God promised David victory, yet David still had to fight || Ben

David was 30 years old when he began to reign over Israel. The latter half of that 30 years was spent trying to keep his distance from king Saul, the previous king of Israel, who was out to kill him. In this musing, I concentrate on the theological implications of a battle between David and the Philistines (or, better, God and David versus the Philistines), which happened early on in his reign over Israel. Open your Bible to 1 Chronicles 14, starting with verse 8:

“When the Philistines heard that David had been anointed king over Israel, they went up in full force to search for him, but David heard about it and went out to meet them. Now the Philistines had come and raided the Valley of Rephaim; so David inquired of God: ‘Shall I go and attack the Philistines? Will you deliver them into my hands?’ The LORD answered him, ‘Go, I will deliver them into your hands.’ So David and his men went up to Baal Perazim, and there he defeated them.”

- 1 Chronicles 14:8-11a

I. A puzzle

We have deep puzzle on our hands: God promised David victory over the Philistines, yet David still had to fight. What is puzzling about this is that the most natural way of explaining God’s promises make David’s actions seem superfluous, and the most natural way of explaining David’s need to fight make God’s promise to give him victory superfluous.

Typically, when we talk about God’s promises, we take them to hold regardless of what we do. For instance, God promises that the good work He began in any given Christian believer, He will bring to completion (Philippians 1:6). Since it is a promise, we reason, it legitimately does not matter what we do—God will make it happen. Accordingly, the same goes for David.

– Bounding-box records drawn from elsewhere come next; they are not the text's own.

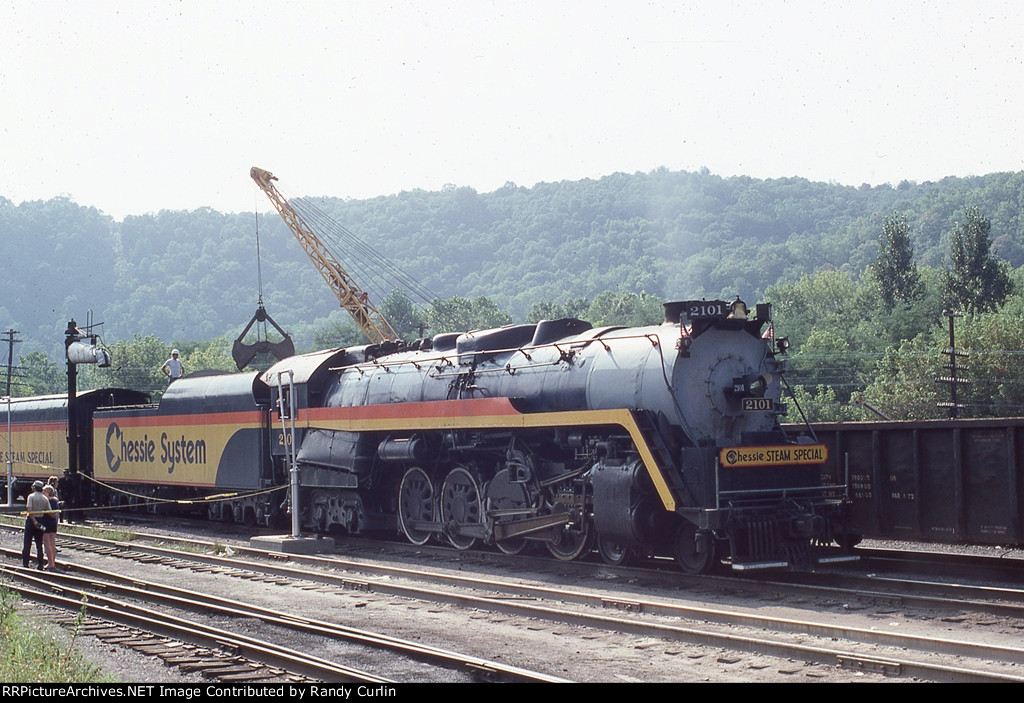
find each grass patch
[0,515,137,542]
[0,584,114,684]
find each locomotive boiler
[263,300,846,573]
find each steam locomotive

We reason: God promised David victory over the Philistines. Of course, what God says will happen must happen! So, even if David forgot his sword, or forgot to get encouraged by the prophet Nathan, or even didn’t show up for battle but slept instead, God would have given him victory. Hence, according to this line of reasoning, the actions David took towards victory are superfluous in light of God’s promise to him.

Interestingly, we can give a different, though equally compelling, line of reasoning for the reverse conclusion. Reality check: our actions matter. We know that what happens in this life is (in part) dependent on what we do. There is a natural order to life. E.g. You talk back to your momma, momma gets mad and sends you to your room (or worse, if papa is home). You drop a brick on your toe, you feel pain. Examples abound. Accordingly, we can only imagine what David had to do to win against the Philistines, even after God said “Go, I will deliver them into your hands.” He probably had to talk to the prophet Nathan for encouragement and discernment. He had to bring his sword to battle. He had to whack that one Philistine in the jaw. He had to duck for cover when arrows were flying at him. He had to do all of these things. And we know that if he had not done them, he would not have won. Plain and simple.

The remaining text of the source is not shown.